Friday, November 22, 2019

A Million Miles in a Thousand Years: What I Learned While Editing My Life by Donald Miller

I have been writing on this blog for almost eight years. And I have been very, very consistent about it for the last eight years. I have never read a book and not written about it--at least in a cursory way--on here. Until now. I am pregnant with my fourth baby, very sick, and our ward's brand new Young Women's president. And guess what has had to go? Everything that is not having to do with staying alive, keeping my children alive, and doing the basics in surviving my calling. That means uploading and organizing my photos--something I used to do religiously--has gone out the window. Making and preparing food--no way. Anything that has to do with my own personal development and interests--nope. I haven't had the energy to do anything. Anything. Other than lying in the fetal position in bed and watch four and a half seasons of The Office over a couple of weeks.

But I think I am slowly starting to come out of it. I did throw up today, but I felt like a normal human yesterday. I think it's getting better. So maybe I can start being a person again and start making food again and maybe even catch up on this blog. I have loved keeping this blog up for the last few years, and I don't want to let it die. But I'm guessing my posts are going to keep getting shorter (there has definitely been a trend of much shorter reviews in the last few months) and maybe eventually it'll just be a few sentences or I'll just have to resort to using Goodreads to track my reading. But for now, I think I'm back.

All of that is to lead into me saying that I read this book a while ago, and really enjoyed it, but don't remember much about it now.
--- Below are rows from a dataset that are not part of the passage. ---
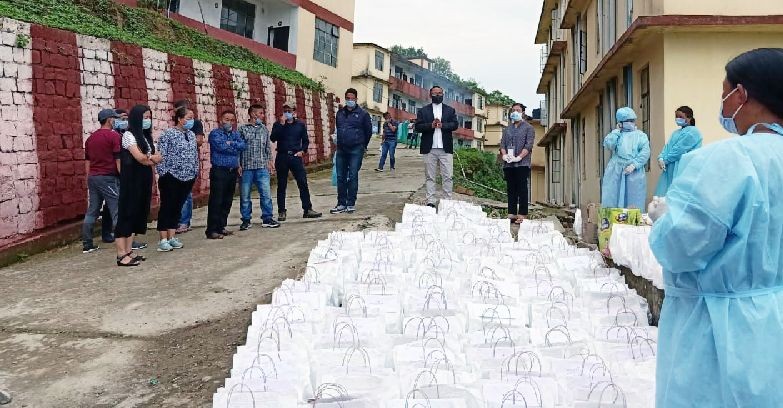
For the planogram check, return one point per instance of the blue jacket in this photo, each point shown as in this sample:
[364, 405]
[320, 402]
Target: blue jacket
[353, 127]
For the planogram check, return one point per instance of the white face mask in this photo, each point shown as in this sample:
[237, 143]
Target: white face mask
[728, 123]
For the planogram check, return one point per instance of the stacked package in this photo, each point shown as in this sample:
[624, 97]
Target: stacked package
[448, 311]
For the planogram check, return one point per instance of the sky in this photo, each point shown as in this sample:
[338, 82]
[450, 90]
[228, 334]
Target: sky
[490, 41]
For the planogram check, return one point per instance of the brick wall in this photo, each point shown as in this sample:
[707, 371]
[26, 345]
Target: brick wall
[52, 89]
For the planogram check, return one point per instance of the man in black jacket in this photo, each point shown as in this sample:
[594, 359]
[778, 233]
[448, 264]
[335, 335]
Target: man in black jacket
[292, 143]
[436, 122]
[354, 129]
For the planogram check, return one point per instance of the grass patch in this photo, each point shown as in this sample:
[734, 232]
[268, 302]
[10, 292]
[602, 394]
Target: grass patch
[483, 174]
[147, 28]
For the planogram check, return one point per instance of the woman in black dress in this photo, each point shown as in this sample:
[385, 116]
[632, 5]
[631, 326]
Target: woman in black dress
[136, 161]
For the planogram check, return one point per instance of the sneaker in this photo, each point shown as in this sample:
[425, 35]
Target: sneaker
[270, 223]
[338, 210]
[311, 214]
[176, 243]
[164, 246]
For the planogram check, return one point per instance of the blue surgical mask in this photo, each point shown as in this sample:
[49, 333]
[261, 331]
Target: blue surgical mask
[728, 123]
[628, 126]
[120, 124]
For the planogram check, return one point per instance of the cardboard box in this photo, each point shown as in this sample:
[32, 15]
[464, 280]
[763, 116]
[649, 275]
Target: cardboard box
[611, 216]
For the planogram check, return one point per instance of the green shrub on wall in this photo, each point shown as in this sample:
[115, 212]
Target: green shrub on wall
[483, 173]
[147, 28]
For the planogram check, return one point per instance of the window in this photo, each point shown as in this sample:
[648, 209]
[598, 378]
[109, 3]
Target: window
[326, 38]
[238, 17]
[628, 84]
[379, 57]
[645, 106]
[377, 92]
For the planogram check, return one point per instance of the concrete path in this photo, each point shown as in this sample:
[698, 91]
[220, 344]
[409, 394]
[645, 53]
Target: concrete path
[77, 331]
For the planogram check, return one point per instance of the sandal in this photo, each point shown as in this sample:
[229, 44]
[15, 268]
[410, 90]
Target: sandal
[138, 257]
[133, 261]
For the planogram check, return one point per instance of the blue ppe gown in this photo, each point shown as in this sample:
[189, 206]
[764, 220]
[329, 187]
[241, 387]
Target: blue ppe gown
[721, 249]
[619, 190]
[683, 140]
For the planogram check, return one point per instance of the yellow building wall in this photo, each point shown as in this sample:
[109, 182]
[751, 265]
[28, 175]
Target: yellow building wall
[695, 71]
[336, 79]
[723, 7]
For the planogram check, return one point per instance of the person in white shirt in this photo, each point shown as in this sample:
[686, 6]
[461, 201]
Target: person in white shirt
[436, 122]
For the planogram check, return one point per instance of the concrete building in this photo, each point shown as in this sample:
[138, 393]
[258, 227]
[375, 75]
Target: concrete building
[651, 55]
[315, 37]
[370, 77]
[388, 82]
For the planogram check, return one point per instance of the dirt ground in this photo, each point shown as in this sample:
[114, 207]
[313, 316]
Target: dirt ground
[76, 331]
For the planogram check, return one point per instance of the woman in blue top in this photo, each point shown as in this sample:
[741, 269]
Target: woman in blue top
[720, 243]
[685, 139]
[625, 182]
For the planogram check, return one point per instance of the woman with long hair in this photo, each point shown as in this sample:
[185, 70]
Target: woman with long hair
[136, 161]
[177, 172]
[719, 240]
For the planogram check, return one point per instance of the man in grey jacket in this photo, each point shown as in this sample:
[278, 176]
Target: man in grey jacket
[516, 146]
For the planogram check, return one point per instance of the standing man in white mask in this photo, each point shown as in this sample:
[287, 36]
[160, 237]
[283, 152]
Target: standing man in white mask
[436, 122]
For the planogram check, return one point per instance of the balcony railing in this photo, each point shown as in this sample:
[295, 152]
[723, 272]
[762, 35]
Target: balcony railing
[409, 89]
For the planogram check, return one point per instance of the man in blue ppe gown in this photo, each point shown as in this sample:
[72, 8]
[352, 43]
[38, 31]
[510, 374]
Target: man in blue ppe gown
[685, 139]
[721, 248]
[625, 182]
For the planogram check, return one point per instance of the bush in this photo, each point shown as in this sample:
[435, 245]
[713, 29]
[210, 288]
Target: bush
[483, 173]
[146, 28]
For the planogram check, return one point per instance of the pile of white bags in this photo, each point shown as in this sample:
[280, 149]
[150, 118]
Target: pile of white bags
[448, 311]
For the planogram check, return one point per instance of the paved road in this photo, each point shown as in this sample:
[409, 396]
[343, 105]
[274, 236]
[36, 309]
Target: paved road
[76, 331]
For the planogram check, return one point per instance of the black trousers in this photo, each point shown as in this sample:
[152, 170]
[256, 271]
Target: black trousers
[284, 163]
[222, 185]
[516, 187]
[173, 193]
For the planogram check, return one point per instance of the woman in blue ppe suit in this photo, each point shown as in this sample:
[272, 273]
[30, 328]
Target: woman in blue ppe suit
[682, 141]
[625, 182]
[721, 247]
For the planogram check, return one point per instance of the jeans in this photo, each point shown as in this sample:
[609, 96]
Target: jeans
[284, 163]
[187, 211]
[259, 177]
[173, 193]
[101, 189]
[349, 161]
[387, 147]
[516, 187]
[434, 160]
[222, 184]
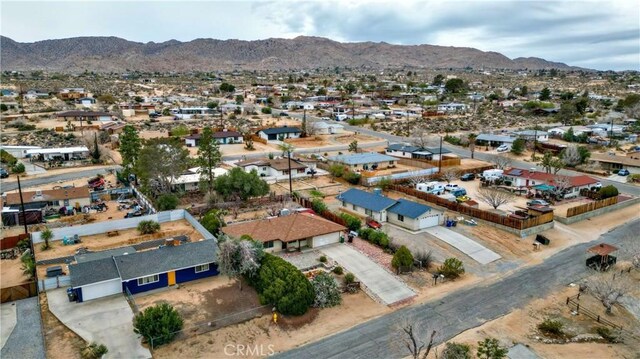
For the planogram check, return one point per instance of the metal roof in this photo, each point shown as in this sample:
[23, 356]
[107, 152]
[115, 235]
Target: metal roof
[409, 209]
[362, 158]
[366, 200]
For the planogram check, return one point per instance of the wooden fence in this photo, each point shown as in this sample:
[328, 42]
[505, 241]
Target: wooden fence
[588, 207]
[12, 241]
[18, 292]
[516, 223]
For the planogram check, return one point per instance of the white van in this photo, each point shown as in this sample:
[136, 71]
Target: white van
[431, 187]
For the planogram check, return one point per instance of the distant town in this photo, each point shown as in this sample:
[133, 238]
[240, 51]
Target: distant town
[329, 212]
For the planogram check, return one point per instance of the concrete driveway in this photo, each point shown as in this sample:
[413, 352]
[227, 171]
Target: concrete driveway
[479, 253]
[107, 321]
[382, 283]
It was at least a month ago that I read it. Miller makes a really interesting point about what he learned while working with screenwriters while trying to turn his own book, a memoir about his life, into a movie. It was a weird process, trying to see himself as a character in a movie, and he realized that his own real life was really boring and not inspiring at all--not at all the sort of person you would want to watch in a movie. When you don't have a purpose or any action or direction or conflict in your life, then what are you doing? What is the point? He realized these things and decided to consciously change his own story by adding those things to it and making it more of a story that he'd like to read.
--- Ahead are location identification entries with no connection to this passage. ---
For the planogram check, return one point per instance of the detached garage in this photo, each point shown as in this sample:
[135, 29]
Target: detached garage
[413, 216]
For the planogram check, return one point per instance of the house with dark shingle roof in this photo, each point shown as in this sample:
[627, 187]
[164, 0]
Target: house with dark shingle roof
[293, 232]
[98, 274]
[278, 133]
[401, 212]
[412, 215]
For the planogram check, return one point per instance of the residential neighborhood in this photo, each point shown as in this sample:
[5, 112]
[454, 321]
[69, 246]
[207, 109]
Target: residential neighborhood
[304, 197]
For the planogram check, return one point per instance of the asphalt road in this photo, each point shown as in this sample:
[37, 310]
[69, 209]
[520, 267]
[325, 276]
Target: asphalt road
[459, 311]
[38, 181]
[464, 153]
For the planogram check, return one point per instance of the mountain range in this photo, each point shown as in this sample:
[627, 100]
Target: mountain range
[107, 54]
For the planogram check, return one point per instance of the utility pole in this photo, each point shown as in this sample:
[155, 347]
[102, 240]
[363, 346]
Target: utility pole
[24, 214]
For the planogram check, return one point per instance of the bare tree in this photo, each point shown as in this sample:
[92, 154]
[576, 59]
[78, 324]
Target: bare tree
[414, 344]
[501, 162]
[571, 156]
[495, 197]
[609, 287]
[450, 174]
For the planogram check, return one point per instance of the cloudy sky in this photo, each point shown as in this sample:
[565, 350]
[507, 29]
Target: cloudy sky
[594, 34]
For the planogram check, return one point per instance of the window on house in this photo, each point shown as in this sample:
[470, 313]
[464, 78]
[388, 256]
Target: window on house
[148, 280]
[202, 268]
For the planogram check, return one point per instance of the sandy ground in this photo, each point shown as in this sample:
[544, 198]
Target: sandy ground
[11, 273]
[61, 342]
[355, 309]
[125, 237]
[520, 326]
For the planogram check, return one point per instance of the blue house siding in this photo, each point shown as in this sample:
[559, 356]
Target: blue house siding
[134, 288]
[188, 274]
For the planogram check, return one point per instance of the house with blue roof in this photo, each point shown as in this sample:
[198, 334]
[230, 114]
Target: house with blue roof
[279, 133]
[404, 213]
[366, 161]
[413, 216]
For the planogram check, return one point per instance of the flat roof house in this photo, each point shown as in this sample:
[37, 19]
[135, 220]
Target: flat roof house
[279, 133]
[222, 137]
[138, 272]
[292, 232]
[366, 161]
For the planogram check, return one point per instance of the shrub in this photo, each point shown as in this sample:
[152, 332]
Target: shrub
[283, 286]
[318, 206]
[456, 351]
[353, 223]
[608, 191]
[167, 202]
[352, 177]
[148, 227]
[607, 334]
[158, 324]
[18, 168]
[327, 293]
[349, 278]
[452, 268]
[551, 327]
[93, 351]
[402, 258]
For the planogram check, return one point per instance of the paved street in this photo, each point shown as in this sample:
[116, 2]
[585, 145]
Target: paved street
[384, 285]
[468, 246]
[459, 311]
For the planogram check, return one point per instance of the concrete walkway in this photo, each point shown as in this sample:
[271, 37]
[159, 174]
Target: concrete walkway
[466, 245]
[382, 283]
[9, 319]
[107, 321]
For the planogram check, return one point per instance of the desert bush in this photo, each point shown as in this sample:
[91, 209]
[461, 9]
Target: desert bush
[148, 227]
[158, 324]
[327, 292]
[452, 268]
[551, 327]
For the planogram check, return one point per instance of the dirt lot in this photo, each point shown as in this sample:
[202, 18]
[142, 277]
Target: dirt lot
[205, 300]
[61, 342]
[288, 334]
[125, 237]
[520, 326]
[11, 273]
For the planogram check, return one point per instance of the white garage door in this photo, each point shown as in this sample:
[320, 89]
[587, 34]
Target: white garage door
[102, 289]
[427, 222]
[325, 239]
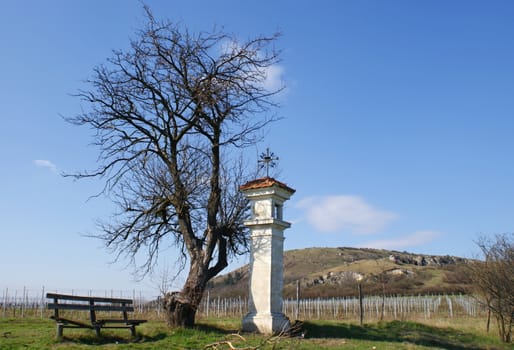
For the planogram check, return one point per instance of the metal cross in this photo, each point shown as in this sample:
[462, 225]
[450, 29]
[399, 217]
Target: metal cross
[267, 160]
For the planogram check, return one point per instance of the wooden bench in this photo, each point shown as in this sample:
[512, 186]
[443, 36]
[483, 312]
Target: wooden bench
[93, 305]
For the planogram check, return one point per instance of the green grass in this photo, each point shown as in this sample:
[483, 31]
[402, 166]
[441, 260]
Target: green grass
[35, 333]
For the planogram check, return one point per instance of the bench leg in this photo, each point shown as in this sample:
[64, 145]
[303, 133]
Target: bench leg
[60, 328]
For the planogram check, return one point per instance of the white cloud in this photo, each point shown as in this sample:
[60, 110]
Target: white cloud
[46, 164]
[274, 79]
[335, 213]
[414, 239]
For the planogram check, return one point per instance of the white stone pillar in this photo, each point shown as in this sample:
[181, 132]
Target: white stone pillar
[267, 197]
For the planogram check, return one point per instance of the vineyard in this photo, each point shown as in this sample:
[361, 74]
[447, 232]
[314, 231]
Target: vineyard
[30, 303]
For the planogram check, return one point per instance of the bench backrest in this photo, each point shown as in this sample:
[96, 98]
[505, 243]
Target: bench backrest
[86, 303]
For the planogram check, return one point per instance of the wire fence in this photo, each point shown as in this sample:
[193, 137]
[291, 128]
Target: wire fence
[33, 303]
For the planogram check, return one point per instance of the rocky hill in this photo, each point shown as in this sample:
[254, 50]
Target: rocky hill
[331, 272]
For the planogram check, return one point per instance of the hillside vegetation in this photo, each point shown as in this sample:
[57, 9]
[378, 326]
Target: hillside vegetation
[336, 272]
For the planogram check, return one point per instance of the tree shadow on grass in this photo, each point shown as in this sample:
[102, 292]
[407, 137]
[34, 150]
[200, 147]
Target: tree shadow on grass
[396, 331]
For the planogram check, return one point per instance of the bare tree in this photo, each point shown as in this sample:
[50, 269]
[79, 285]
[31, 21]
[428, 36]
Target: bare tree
[493, 279]
[169, 115]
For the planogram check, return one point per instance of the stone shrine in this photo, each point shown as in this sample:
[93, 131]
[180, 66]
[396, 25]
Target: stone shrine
[267, 197]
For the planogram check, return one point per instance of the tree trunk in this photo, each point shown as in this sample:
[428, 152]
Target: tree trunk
[180, 309]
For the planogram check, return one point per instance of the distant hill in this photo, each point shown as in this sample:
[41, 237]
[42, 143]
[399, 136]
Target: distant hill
[335, 272]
I loved his thoughts and how they were interspersed with his own memoir of how he deliberately worked to change his story. He tried hiking the Inca Trail to Machu Picchu, he fell in love and then out of love, he started cycling for charity. He started adding new and interesting conflicts to his story.
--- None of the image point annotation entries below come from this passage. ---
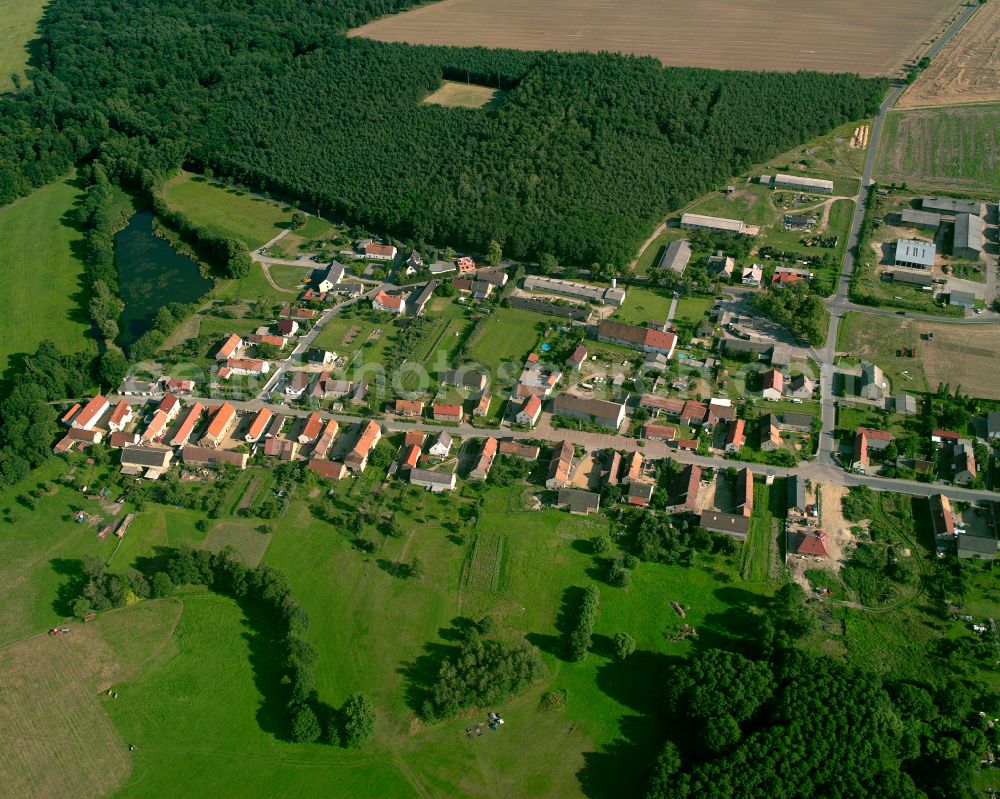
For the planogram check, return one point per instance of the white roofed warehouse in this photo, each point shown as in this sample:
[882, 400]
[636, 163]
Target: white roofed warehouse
[701, 222]
[969, 234]
[913, 253]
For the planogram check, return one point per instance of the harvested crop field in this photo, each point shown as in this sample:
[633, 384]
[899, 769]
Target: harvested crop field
[461, 95]
[959, 354]
[837, 36]
[963, 355]
[955, 149]
[967, 70]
I marked some pages with interesting quotes that I'll just copy here:

"You get a feeling when you look back on life that that's all God really wants from us, to live in aside a body he made and enjoy the story and bond with us through the experience."

"Nobody really remembers easy stories. Characters have to face their greatest fears with courage. That's what makes a story good. If you think about the stories you like most, they probably have lots of conflict. There is probably death at stake, inner death or actual death, you know. Those polar charges, those happy and sad things in life, are like colors God uses to draw the world... Somehow we realize that great stories are told in conflict, but we are unwilling to embrace the potential greatness of the story we are actually in. We think God is unjust, rather than a master storyteller."

"If the point of life is the same as the point of a story, the point of life is character transformation... If story is derived from real life, if story is just a condensed version of life, then life itself may be designed to change us, so that we evolve from one kind of person to another."

"The ambitions we have will become the stories we live. If you want to know what a person's story is about, just ask them what they want. If we don't want anything, we are living boring stories, and if we want a Roomba vacuum cleaner, we are living stupid stories. If it won't work in a story, it won't work in life."

"As I've said before, the main way we learn story is not through movies or books; it's through each other. You become like the people you interact with. And if your friends are living boring stories, you probably will too. We teach our children good or bad stories, what is worth living for and what is worth dying for, what is worth pursuing, and the dignity with which a character engages his own narrative."

It definitely made me start thinking about what is the story I want to be living. Of course, after reading it, I have been in a practical coma of self-absorption and exhaustion. But my best self, my usual self, has lots of ideas about what I want to be like and what I want my story to be. And I'll get there soon enough, once I'm out of the morning-sickness-induced funk that we've been in around here.